0

I have over 10000 files in a folder. I was using an Rscript to preprocess the files. It displayed an error:

Error in read.table(wd, comment.char ="#", header=T, sep='\t'): empty beginning of file

When I opened the file in a text editor the file was empty but the size of the file was around 4 MB. Next, I opened the file in a Notepad++, I was able to see the content as NULL NULL NULL ... NULL

File example

I want to move these kind of files from the folder to another folder. How can I accomplish this?

Destroy666
  • 12,350
svp
  • 103
  • 2

1 Answers1

2

Testing a single file

grep in the following command will return exit status 0 if some_file contains at least one null character:

<some_file tr -dc '\0' | tr '\0' '\n' | grep -q ''

Unless the shell option pipefail is set, the exit status of grep will become the exit status of the whole pipeline, if trs exit. pipefail is unset by default and you want it this way (see what may happen otherwise).

I wrote "if trs exit" because after grep exits the second tr needs to write something in order to get SIGPIPE; then the first tr needs to write something in order to get SIGPIPE; only then the pipe is considered terminated. It may happen the first tr keeps and keeps reading even if grep exits early and the outcome is known. If some_file is a special file generating a neverending stream of bytes (similar to e.g. /dev/urandom) and there is not enough null bytes in the stream then the pipe will never exit. For a regular file the worst case scenario is when the first tr exits after reading the whole file. If some_file is a regular file then trs will exit eventually for sure.

This answer of mine explains a trick you can use to speed things up. In your case the trick will leave tr(s) in the background. Since you're going to test many files, piling up trs is not a good idea.

In practice it's often enough to test the very beginning of a file. The following command will read up to 2 KiB of some_file and analyze only this part:

head -c 2048 some_file | tr -dc '\0' | tr '\0' '\n' | grep -q ''

Alternatively you can use the command file, for a big file it won't read the whole file either. Here we generate exit status 0 if file --mime-type does not print text/whatever:

! file --brief --mime-type some_file | grep -q 'text/'

I expect the two commands to agree in vast majority of cases; there may be cases (files) where they differ though.


Testing many files (and moving accordingly)

This snippet will loop over files in the current working directory, test regular files and move them accordingly:

#!/bin/bash
(
shopt -s nullglob
for f in ./*; do
   [ -f "$f" ] \
   && ! [ -L "$f" ] \
   && head -c 2048 "$f" | tr -dc '\0' | tr '\0' '\n' | grep -q '' \
   && mv -v "$f" /target/directory/
done
)

Notes:

  • Create /target/directory/ beforehand.

  • You can use the other test.
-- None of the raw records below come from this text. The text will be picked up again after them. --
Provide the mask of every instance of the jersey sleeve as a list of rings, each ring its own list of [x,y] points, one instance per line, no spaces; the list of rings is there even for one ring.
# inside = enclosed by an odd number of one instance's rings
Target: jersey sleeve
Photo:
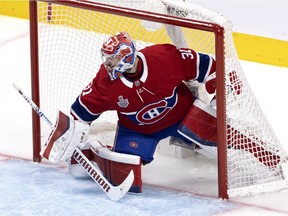
[[[97,76],[82,90],[72,104],[70,111],[74,119],[91,123],[104,111],[108,110],[107,101],[109,101],[109,98],[104,91],[106,82],[101,80],[108,76],[103,77],[101,75],[103,73],[102,70],[100,69]]]
[[[210,55],[188,48],[179,49],[179,55],[179,65],[186,80],[205,83],[207,77],[216,71],[216,62]]]

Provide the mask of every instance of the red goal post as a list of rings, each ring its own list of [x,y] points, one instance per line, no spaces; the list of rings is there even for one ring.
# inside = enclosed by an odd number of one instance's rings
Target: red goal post
[[[175,43],[169,32],[165,33],[165,28],[168,25],[178,27],[183,31],[187,46],[213,55],[217,62],[218,147],[213,151],[218,161],[219,197],[251,194],[251,188],[255,193],[261,193],[267,187],[271,188],[269,191],[287,187],[282,170],[287,154],[262,117],[263,113],[251,93],[239,64],[232,24],[228,20],[213,11],[179,0],[99,2],[30,1],[32,100],[44,112],[47,110],[52,120],[57,109],[65,111],[70,108],[75,97],[97,72],[101,57],[96,47],[107,35],[127,31],[139,49],[154,43]],[[239,85],[241,94],[231,90],[231,86]],[[247,104],[251,101],[252,104]],[[253,122],[249,117],[252,111],[247,109],[250,105],[256,107],[253,114],[257,119]],[[100,121],[115,123],[115,118],[109,118],[103,115]],[[37,114],[32,114],[32,121],[33,160],[40,162],[41,145],[49,131],[40,123]],[[269,133],[269,136],[263,136],[264,133]],[[247,168],[245,164],[253,166]],[[259,172],[265,174],[254,177],[255,167],[261,167]],[[269,178],[263,180],[267,175]]]

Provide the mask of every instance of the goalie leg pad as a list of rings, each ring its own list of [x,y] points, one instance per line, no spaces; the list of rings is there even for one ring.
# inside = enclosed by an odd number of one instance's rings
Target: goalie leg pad
[[[179,125],[178,133],[192,142],[216,146],[216,110],[196,99]]]
[[[59,111],[55,128],[40,154],[54,163],[67,161],[76,147],[82,148],[85,145],[88,133],[88,124],[74,121]]]
[[[130,193],[142,193],[141,158],[111,151],[99,142],[93,142],[90,149],[82,152],[101,170],[102,174],[114,185],[120,185],[128,176],[131,170],[134,172],[134,182],[129,190]],[[73,176],[80,177],[77,161],[72,158],[69,165],[69,172]],[[84,175],[85,176],[85,175]],[[81,177],[84,177],[81,176]]]

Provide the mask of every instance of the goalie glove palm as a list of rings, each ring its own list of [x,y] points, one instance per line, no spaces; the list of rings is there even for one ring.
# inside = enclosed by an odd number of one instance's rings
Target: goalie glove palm
[[[88,124],[74,121],[59,111],[55,128],[40,154],[53,163],[67,161],[76,147],[84,147],[88,132]]]

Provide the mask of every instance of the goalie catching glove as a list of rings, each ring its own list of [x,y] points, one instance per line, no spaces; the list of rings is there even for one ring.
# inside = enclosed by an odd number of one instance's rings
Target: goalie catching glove
[[[55,128],[40,154],[53,163],[67,161],[76,147],[85,146],[88,132],[87,123],[75,121],[59,111]]]

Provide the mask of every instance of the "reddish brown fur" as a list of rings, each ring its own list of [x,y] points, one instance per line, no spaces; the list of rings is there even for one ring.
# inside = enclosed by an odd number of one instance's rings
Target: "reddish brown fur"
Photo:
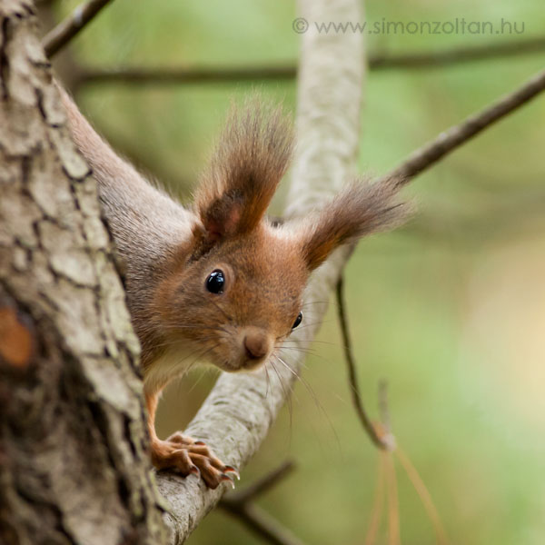
[[[353,183],[303,222],[271,226],[263,215],[286,172],[292,138],[278,109],[254,101],[231,114],[191,212],[152,188],[69,97],[63,99],[74,140],[98,180],[126,275],[142,344],[154,463],[184,474],[208,468],[203,476],[215,487],[229,468],[191,440],[163,441],[155,435],[161,390],[196,359],[229,372],[266,362],[292,331],[310,272],[339,245],[402,215],[397,186]],[[215,269],[226,279],[223,293],[205,287]]]

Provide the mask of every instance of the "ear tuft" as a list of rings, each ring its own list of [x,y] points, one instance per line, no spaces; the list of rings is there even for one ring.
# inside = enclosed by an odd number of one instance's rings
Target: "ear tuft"
[[[280,107],[257,97],[232,107],[194,197],[211,241],[257,226],[287,170],[292,141]]]
[[[309,269],[318,267],[342,244],[401,224],[411,206],[397,200],[401,185],[399,179],[353,182],[307,221],[302,249]]]

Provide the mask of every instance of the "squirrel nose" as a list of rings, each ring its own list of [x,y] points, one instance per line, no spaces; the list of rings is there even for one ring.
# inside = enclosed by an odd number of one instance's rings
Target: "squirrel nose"
[[[260,360],[269,353],[269,338],[264,331],[252,328],[246,332],[244,350],[250,360]]]

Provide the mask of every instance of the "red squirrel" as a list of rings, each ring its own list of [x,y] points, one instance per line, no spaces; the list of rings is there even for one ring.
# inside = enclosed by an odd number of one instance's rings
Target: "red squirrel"
[[[396,223],[394,183],[348,184],[322,210],[273,226],[265,212],[293,137],[253,101],[229,117],[185,208],[114,154],[62,89],[74,140],[93,169],[142,346],[152,461],[216,488],[236,475],[201,441],[155,433],[162,390],[196,359],[234,372],[263,365],[303,319],[312,271],[341,244]]]

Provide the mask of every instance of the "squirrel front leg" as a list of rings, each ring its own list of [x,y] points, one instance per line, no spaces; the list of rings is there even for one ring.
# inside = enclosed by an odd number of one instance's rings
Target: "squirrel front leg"
[[[155,411],[161,391],[149,392],[144,390],[144,393],[154,466],[157,470],[175,470],[184,477],[191,473],[201,475],[211,489],[217,488],[222,482],[228,482],[234,488],[232,477],[239,479],[237,471],[225,465],[202,441],[195,441],[179,431],[165,441],[157,437]]]
[[[143,344],[146,360],[144,375],[156,363],[153,352],[153,328],[150,316],[139,312],[153,300],[151,279],[157,274],[173,247],[190,236],[193,214],[152,187],[127,162],[121,159],[94,131],[68,94],[57,84],[68,115],[73,138],[93,169],[98,183],[101,202],[115,240],[125,273],[129,309],[133,324]],[[160,275],[160,273],[159,273]],[[151,333],[152,341],[147,339]],[[172,378],[172,377],[171,377]],[[168,382],[168,381],[167,381]],[[201,474],[210,488],[223,481],[233,483],[227,473],[238,473],[224,465],[202,441],[174,433],[162,441],[155,432],[155,411],[164,381],[154,383],[144,378],[147,428],[151,439],[152,462],[158,470],[174,469],[183,475]]]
The relevant line will be:

       && ! file --brief --mime-type "$f" | grep -q 'text/' \
    
  • The subshell (…) is in case you want to paste the code into an interactive shell. Thanks to the subshell, the code won't change anything in your current shell.
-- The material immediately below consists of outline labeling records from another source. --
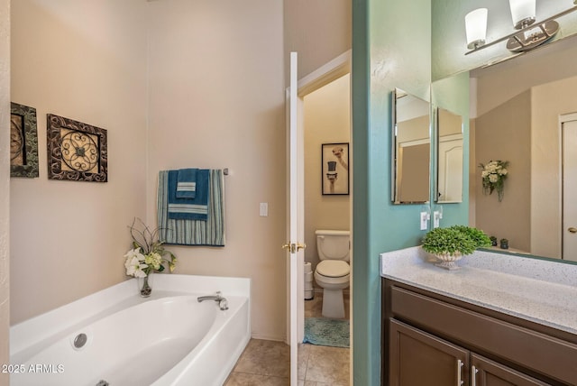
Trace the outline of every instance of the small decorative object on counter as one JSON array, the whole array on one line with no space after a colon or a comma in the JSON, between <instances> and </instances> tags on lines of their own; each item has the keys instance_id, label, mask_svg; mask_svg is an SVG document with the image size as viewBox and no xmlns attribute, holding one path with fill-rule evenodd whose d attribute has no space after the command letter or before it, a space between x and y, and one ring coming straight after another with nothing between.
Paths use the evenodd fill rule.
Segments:
<instances>
[{"instance_id":1,"label":"small decorative object on counter","mask_svg":"<svg viewBox=\"0 0 577 386\"><path fill-rule=\"evenodd\" d=\"M479 167L483 170L481 173L483 182L483 193L492 194L493 190L497 190L497 196L499 201L503 199L505 179L508 171L507 167L508 166L508 161L490 161L486 165L482 163L479 164Z\"/></svg>"},{"instance_id":2,"label":"small decorative object on counter","mask_svg":"<svg viewBox=\"0 0 577 386\"><path fill-rule=\"evenodd\" d=\"M446 270L459 269L456 261L490 244L490 239L483 231L465 225L435 228L423 239L423 249L437 258L440 262L436 266Z\"/></svg>"},{"instance_id":3,"label":"small decorative object on counter","mask_svg":"<svg viewBox=\"0 0 577 386\"><path fill-rule=\"evenodd\" d=\"M124 254L126 259L124 267L126 275L137 278L138 289L142 298L148 298L152 292L151 287L151 274L155 271L164 271L164 264L169 265L170 272L176 268L177 258L169 251L164 249L162 243L158 239L159 229L152 231L142 220L138 219L138 229L135 226L136 219L130 226L130 234L133 237L133 249ZM164 256L169 255L169 259Z\"/></svg>"}]
</instances>

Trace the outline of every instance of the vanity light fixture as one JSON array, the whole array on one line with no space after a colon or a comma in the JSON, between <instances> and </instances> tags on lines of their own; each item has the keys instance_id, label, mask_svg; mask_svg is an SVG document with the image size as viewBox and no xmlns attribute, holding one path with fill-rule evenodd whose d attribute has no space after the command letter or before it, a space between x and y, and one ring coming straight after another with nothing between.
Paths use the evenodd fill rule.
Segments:
<instances>
[{"instance_id":1,"label":"vanity light fixture","mask_svg":"<svg viewBox=\"0 0 577 386\"><path fill-rule=\"evenodd\" d=\"M469 38L469 22L467 17L479 10L475 10L467 14L465 16L465 26L467 32L467 48L471 51L465 52L465 55L476 52L479 50L490 47L494 44L507 41L507 49L513 52L523 52L533 50L543 44L554 36L559 31L559 23L555 19L577 11L577 0L573 1L573 6L554 14L541 22L536 21L536 0L509 0L509 7L511 9L511 16L513 18L513 25L518 30L511 34L503 36L490 43L473 44ZM482 8L481 8L482 9ZM485 22L486 23L486 22ZM484 42L484 41L483 41Z\"/></svg>"}]
</instances>

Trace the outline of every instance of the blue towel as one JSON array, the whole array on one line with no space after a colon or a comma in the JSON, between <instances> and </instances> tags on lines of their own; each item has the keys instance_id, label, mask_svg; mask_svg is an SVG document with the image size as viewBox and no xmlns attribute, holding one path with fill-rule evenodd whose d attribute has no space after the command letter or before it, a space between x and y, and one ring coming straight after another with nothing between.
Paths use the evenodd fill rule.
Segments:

  • Normally * does not match hidden files. Append dotglob to the shopt -s line to make * match hidden files.

  • If you want recursiveness, append globstar to the shopt -s line and use ./** instead of ./*. Be careful, if there are files with identical names then you may lose data; consider mv -i.
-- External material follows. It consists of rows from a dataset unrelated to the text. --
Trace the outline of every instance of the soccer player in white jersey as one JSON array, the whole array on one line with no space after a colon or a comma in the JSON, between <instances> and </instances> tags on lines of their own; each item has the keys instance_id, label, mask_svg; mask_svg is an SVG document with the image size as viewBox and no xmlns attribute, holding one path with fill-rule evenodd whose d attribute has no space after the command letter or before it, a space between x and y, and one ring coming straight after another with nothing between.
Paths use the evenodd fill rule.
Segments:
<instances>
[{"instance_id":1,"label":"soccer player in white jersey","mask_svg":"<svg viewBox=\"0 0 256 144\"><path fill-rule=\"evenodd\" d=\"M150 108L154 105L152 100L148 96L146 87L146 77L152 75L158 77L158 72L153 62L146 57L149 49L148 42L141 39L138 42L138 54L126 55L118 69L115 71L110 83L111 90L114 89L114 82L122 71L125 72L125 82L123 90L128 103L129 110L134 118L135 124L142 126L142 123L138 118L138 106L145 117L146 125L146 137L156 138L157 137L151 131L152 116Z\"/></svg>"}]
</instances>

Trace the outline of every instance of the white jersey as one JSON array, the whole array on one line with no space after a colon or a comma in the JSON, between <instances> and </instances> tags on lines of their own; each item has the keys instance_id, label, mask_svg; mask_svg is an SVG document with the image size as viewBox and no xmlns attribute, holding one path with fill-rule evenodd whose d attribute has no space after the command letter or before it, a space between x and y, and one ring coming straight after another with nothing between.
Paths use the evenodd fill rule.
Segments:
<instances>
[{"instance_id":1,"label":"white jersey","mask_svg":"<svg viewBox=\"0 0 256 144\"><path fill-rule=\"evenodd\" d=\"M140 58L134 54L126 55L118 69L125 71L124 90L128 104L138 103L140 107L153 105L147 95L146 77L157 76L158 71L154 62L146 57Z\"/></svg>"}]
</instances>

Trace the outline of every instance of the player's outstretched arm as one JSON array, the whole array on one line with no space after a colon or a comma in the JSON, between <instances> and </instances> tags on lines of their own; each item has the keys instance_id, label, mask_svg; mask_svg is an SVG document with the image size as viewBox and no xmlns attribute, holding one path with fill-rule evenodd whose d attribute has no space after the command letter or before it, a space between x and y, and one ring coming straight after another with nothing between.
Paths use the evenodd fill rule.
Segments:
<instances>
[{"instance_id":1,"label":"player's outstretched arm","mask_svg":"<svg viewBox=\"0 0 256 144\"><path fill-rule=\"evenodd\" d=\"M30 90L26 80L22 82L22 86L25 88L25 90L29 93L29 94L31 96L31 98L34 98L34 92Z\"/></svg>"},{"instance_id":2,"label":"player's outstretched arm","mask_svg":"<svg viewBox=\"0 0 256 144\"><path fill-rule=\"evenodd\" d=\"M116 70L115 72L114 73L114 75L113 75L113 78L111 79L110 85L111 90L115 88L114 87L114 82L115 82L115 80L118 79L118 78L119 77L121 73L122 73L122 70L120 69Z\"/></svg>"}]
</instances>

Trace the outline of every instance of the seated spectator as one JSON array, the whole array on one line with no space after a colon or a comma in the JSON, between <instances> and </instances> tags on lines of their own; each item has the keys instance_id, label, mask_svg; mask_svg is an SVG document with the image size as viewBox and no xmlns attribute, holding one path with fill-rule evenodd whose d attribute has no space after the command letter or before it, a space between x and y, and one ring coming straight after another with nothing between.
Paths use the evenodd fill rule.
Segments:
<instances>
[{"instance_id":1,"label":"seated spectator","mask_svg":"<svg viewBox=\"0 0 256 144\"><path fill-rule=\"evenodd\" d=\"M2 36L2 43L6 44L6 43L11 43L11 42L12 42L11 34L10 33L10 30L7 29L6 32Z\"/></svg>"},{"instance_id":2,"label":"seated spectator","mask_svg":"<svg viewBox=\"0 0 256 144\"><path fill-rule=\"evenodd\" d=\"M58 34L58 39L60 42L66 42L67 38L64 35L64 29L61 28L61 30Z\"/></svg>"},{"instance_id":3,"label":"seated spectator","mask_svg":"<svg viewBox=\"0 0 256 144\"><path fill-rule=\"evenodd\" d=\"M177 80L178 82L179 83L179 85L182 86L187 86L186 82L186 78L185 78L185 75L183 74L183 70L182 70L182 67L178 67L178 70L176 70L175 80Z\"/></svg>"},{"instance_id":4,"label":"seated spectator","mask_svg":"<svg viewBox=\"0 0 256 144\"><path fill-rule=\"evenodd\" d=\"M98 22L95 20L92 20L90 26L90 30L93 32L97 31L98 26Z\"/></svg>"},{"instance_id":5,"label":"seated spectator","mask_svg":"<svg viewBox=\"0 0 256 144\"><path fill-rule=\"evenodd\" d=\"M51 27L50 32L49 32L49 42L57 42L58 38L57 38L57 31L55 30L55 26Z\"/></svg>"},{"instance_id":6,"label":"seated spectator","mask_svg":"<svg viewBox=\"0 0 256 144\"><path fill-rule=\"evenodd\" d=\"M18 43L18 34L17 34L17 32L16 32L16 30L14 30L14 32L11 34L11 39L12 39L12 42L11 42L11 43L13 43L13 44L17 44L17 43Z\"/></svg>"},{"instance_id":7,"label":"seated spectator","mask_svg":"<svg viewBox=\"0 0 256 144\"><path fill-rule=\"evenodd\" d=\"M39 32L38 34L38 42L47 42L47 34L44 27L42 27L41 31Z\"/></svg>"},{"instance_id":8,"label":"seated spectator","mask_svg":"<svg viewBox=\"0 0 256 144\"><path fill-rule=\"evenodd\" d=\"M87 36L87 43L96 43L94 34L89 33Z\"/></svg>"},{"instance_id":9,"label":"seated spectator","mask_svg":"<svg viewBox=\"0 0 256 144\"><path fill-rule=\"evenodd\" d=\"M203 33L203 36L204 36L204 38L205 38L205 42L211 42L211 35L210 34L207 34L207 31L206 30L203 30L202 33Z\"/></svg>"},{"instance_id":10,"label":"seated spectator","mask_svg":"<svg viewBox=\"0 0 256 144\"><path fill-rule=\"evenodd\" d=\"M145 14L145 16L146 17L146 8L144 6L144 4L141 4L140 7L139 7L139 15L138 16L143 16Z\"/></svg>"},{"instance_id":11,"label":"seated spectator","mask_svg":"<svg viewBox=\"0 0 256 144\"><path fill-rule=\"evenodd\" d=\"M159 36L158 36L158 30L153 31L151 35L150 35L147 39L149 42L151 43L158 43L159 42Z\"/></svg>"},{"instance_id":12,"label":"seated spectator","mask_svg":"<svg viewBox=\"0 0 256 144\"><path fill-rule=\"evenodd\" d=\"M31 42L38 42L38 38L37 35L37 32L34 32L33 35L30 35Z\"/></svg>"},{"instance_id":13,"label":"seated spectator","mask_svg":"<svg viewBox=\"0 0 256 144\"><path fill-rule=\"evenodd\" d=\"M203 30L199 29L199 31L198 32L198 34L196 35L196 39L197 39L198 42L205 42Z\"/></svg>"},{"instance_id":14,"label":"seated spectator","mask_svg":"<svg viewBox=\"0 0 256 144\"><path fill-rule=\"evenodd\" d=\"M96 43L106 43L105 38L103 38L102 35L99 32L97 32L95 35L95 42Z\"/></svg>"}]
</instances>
  • We want to conditionally move regular files. [ -f "$f" ] checks if we're dealing with a regular file; but it also succeeds for a symlink to (a symlink to (a symlink to (…))) a regular file. This is the reason we additionally check if the file is not a symlink (! [ -L "$f" ]). If you want the code to treat symlinks to regular files like regular files then delete the whole line containing [ -L (including the terminating newline character).

  • In general commands and code in this answer are not portable. You tagged and said the OS is Ubuntu, I made use of what Bash and Ubuntu provide.

  • A solution with find is possible. Each of our tests is a pipeline, so find would have to spawn shell(s) anyway.